Modi was quoted as saying by Bloomberg in a 2014 report:
“Mother Ganga needs someone to take her out of this dirt and she’s chosen me to do the work.”
Two months into his election, Modi announced the Namami Ganga plan, but Reuters reported in April most of the US$3 billion has gone unspent.
The project, according to environmental site New Security Beat, was intended to start off by cleaning the river’s surface with the “skimming technology” as well as by “installing rural sewage drains and modernizing crematoria.”
The initiative was then intended to improve the efficacy of municipal wastewater plants before the longer-term goal of enhancing the country’s efficiency in water-use and overall groundwater irrigation.
However, little of that has been achieved as India’s government is faced with lingering customs and sluggish industrial reactions.
With a 2018 deadline for the clean-up looming, the report quoted an official from the National Mission for Clean Ganga (NMCG), the government body overseeing the project, as saying such an achievement was “impossible.”
“If we want to meet the 2018 deadline, we should have commissioned plants to treat half the sewage already,” he was quoted as saying on condition of anonymity.
“State administrations have struggled to find land for new treatment plants, while complex tendering processes have put bidders off pitching for new clean-up projects,” the report continued.
— Meera Subramanian (@Meeratweets) July 28, 2016
Since then, Modi has taken the helm in leading the initiative, in part due to the project being a core component of his electoral win and also because he would need something to show for his efforts come the 2019 election, the report stated.
“I have lost hope,” Reuters quoted Rakesh Jaiswal, head of a small Ganges-focused environmental group in the industrial city of Kanpur since 1993, as saying.
“There has been nothing on the ground.”
This comes after India’s top environmental court accused the government of wasting public funds, saying “not a single drop of the Ganga has been cleaned so far.”
Beyond the difficulty in acquiring land for treatment plants, the Modi administration has also been faced with the hundreds of tanneries channeling waste into the river as well as decades-long customs which see Hindu devotees bathe and throw cremated remains in its waters.
While the government deals with various forms of gridlock, locally grown startups have begun offering innovative solutions to a problem that has been plaguing India for generations.
Help Us Green, for instance, is a company started by two 26-year-olds who collect as much as eight million metric tonnes of floral waste yearly from temples, mosques and gurdwaras before they end up in the river as waste. The company then composts it and turns them into incense sticks and fertilizers.
Omnipresent Robot Tech, a tech company from New Delhi, developed the Ro-Boat – a water surface vehicle which can collect, detect and get rid of floating waste, pollutants and even chemicals.
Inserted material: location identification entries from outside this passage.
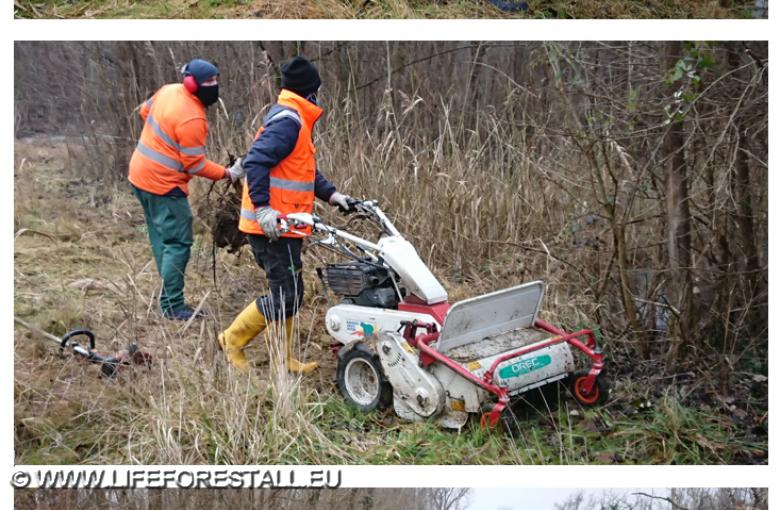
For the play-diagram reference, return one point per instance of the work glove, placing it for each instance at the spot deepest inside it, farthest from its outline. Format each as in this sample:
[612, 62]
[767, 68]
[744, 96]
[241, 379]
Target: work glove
[268, 220]
[340, 200]
[236, 170]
The unmanned device is powered by solar panels, producing zero emissions, and is capable of completely submerging itself in waste if necessary.
Similarly, a group of engineers created the Guided Ultrasonic Monitoring of Pipeline Systems, which alerts plants of potential oil and gas leaks. It has already been implemented in a large refinery in India.
Today, the Ganges river remains in squalid conditions however conditions seem optimistic with Modi personally leading the charge, coupled with flourishing innovations from India’s startups.